Each morning at the Cosford Airbase she and her roommate, Elspeth, would place a bet on the weather that would be waiting for them on the far side of the blackout blinds. Sun, rain, snow, and, yes, fog. Most often it would have been grey in Shropshire, damp, with light rain threatening. In winter, however, a moist, penetrating chill would settle in, exacerbating the proliferation of cold germs that seemed to be ever-present in the dormitories. The girls took these colds with them into the cockpits. Nobody wanted to be grounded. Tam often won the dawn weather wager, opting for grey conditions. Elspeth was more optimistic. More innocent actually, Tam thinks now, remembering.
After collecting the half-dozen or so chits that would tell them which planes they would fly on any particular day, and which factories or airfields they would fly them to, the girls would consult with the mechanics, many of whom were women, and they would be told about the flaws and wounds of the planes they were about to climb into. Then they visited Wendy Weather in Meteorology. Wendy would have been up for hours sorting through forecasts, attempting to draw together predictions for at least a dozen itineraries criss-crossing the large island of Britain. An island surrounded by the North Atlantic Ocean. An island not known for its elemental stability.

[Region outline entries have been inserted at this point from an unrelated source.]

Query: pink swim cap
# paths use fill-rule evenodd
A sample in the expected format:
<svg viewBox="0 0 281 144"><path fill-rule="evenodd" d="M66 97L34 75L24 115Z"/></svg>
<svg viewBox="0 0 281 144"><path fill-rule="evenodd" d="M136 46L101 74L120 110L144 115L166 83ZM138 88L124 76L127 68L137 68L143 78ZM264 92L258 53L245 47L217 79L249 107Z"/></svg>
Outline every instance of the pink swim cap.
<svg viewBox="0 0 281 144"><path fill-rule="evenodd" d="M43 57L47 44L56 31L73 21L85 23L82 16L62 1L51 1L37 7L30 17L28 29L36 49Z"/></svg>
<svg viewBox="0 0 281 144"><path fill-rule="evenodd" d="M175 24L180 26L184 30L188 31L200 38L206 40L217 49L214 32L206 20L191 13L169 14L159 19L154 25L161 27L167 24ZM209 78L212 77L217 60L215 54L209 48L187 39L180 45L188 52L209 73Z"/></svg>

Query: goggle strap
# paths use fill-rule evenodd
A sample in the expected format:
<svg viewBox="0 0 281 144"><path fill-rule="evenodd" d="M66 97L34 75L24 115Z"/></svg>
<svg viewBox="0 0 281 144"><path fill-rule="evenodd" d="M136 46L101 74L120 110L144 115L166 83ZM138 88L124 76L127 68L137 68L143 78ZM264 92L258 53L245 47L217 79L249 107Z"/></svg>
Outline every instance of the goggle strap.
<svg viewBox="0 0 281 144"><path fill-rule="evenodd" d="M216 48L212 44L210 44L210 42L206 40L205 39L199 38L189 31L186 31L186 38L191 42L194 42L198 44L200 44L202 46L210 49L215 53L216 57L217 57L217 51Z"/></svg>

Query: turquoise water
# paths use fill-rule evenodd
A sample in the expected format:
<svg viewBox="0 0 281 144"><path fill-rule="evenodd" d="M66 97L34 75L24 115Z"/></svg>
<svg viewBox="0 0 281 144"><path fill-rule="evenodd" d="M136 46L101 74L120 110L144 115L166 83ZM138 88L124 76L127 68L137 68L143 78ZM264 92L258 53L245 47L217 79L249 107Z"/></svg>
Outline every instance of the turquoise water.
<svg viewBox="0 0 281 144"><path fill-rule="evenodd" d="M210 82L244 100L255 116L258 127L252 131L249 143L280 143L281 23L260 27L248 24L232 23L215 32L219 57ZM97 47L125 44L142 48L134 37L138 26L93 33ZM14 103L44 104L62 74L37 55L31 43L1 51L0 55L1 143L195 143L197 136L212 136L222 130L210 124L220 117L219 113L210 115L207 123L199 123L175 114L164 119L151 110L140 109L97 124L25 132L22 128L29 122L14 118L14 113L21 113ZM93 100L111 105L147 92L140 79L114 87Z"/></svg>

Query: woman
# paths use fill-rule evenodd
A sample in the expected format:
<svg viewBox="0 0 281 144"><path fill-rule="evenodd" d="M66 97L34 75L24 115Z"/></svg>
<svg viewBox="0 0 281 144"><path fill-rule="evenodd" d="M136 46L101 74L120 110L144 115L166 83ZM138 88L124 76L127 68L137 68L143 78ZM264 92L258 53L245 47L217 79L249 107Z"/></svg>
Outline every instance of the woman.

Wendy had a maternal side – she would, in fact, go on to have five children – called the girls “love” or “dearie,” in spite of being only a few years older than most of them. And she worried – about whether they had their flannels on under their uniforms, whether they had had enough sleep, about their colds, their romantic adventures. She dispensed cough lozenges with her reports, but she never suggested caution. She either gave permission or she didn’t. If permission was granted, the pilots themselves made the final call about takeoff. After that, you either got through the weather or you didn’t. “Take it or leave it,” Elspeth would often say about the weather. You took it or you left it. “Here it is,” Wendy said each flying day, “my latest attempt at defeating surprise.”